Yes, you can. The best way is to follow Susie's advice.


----------



## divyadinesh07 (Oct 14, 2015)

Susie said:


> You need to add oil as I suggested above.  Put the paste back on the heat, add about 30 g water (to start with), then 328 g Olive oil, and stir and cook until you no longer see oil floating on the water.  You will have to do lots of mashing of the paste and breaking it up into small pieces, and you will most probably have to add more water, but keep at it, and it will eventually come together.  Liquid soap paste is more forgiving that way.
> 
> Can you clarify how many times you have made this before?  I am really confused.



Can I add more than 328gm olive oil so that I can get a superfat of 3%?



Susie said:


> You need to add oil as I suggested above.  Put the paste back on the heat, add about 30 g water (to start with), then 328 g Olive oil, and stir and cook until you no longer see oil floating on the water.  You will have to do lots of mashing of the paste and breaking it up into small pieces, and you will most probably have to add more water, but keep at it, and it will eventually come together.  Liquid soap paste is more forgiving that way.
> 
> Can you clarify how many times you have made this before?  I am really confused.



Also can I put the soap vessel on direct heat on a stove top or do the double boiler?


----------



## The Efficacious Gentleman (Oct 15, 2015)

You can add more, of course. Just make sure to calculate it so you don't go too far over. 

As for the heat, it depends if your soap vessel (that sounds very cool!) can go on the stove or not. I often make soap in stainless pans, so for me the answer is 'yes'. If you have yours in a plastic tub, I'd say 'no'


----------



## Susie (Oct 15, 2015)

^What TEG said!

You must use a lye calculator to figure the correct amount of oil.  Soapee.com is really easy to use, can do hybrid soaps like this, and will save your recipe.  That way, you don't even have to run that recipe again, just pull it back up, and away you go.


----------



## divyadinesh07 (Oct 15, 2015)

Thanks guys for all ur help. I just zap tested the soap there is no zap.


----------



## Susie (Oct 15, 2015)

divyadinesh07 said:


> Yes I did a zap test and I literally burnt the tip of my tongue off!

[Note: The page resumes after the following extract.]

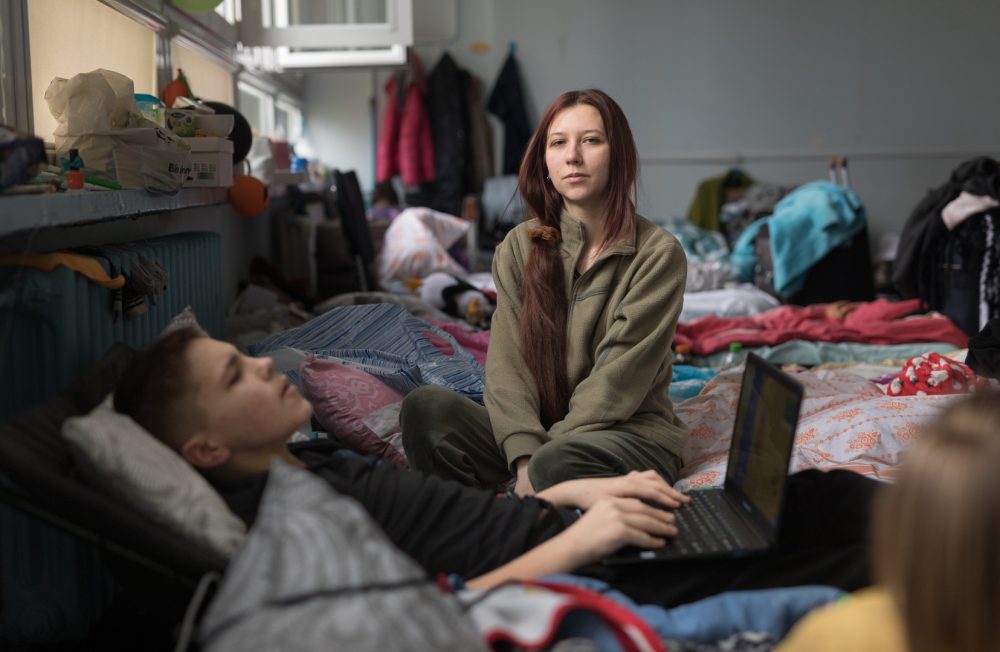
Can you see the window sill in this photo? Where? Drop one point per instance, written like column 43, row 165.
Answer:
column 26, row 212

So, you zap tested once, and got zapped. Then you rebatched, and got no zap?  If so, that's good!


----------



## divyadinesh07 (Oct 19, 2015)

Susie said:


> So, you zap tested once, and got zapped. Then you rebatched, and got no zap?  If so, that's good!

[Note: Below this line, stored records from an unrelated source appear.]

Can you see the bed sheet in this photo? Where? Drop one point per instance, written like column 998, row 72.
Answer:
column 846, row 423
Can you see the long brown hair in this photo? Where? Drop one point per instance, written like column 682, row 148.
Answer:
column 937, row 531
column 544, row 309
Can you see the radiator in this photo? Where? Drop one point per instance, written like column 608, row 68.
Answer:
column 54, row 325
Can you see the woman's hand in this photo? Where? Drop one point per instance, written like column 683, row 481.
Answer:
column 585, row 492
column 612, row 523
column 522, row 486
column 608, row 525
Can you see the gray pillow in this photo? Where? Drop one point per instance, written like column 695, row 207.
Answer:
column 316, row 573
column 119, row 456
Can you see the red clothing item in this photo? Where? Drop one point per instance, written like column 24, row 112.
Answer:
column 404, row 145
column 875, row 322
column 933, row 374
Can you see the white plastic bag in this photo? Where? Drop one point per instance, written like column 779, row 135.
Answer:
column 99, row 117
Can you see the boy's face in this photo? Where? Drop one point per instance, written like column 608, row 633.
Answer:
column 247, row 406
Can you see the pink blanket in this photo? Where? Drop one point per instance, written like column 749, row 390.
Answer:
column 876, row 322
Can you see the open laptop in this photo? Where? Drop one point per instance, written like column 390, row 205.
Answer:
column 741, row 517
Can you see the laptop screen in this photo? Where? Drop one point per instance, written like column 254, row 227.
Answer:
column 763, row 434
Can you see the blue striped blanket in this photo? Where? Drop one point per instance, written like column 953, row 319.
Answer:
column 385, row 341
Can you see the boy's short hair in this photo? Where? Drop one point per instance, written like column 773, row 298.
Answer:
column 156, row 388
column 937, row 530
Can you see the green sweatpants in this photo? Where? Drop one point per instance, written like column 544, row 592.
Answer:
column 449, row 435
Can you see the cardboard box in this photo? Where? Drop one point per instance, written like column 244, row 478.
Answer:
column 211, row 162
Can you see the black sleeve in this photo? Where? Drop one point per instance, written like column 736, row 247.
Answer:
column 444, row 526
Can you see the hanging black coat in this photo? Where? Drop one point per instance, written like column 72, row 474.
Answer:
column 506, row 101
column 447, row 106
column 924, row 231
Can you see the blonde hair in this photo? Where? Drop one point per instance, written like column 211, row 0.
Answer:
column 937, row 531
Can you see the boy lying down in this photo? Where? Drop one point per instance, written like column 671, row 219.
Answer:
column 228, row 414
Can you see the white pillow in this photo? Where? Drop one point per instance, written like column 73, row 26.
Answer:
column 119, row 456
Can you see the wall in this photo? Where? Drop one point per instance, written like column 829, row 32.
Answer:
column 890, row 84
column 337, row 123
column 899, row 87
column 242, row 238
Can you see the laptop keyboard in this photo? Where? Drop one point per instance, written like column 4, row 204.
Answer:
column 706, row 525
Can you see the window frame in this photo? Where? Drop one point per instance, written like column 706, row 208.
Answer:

First batch I zap tested around 5 times over the period of cooking. The lye was so heavy that my finger tip started getting cracks. Now after rebatching just getting soap taste. But seems like after using the soap is slightly drying on skin in spite of adding 10% GLYCERIN during dilution.


----------



## Susie (Oct 19, 2015)

Glycerin really does not affect the conditioning quality of a liquid soap.


----------



## DeeAnna (Oct 19, 2015)

"...the soap is slightly drying on skin in spite of adding 10% GLYCERIN during dilution. ..."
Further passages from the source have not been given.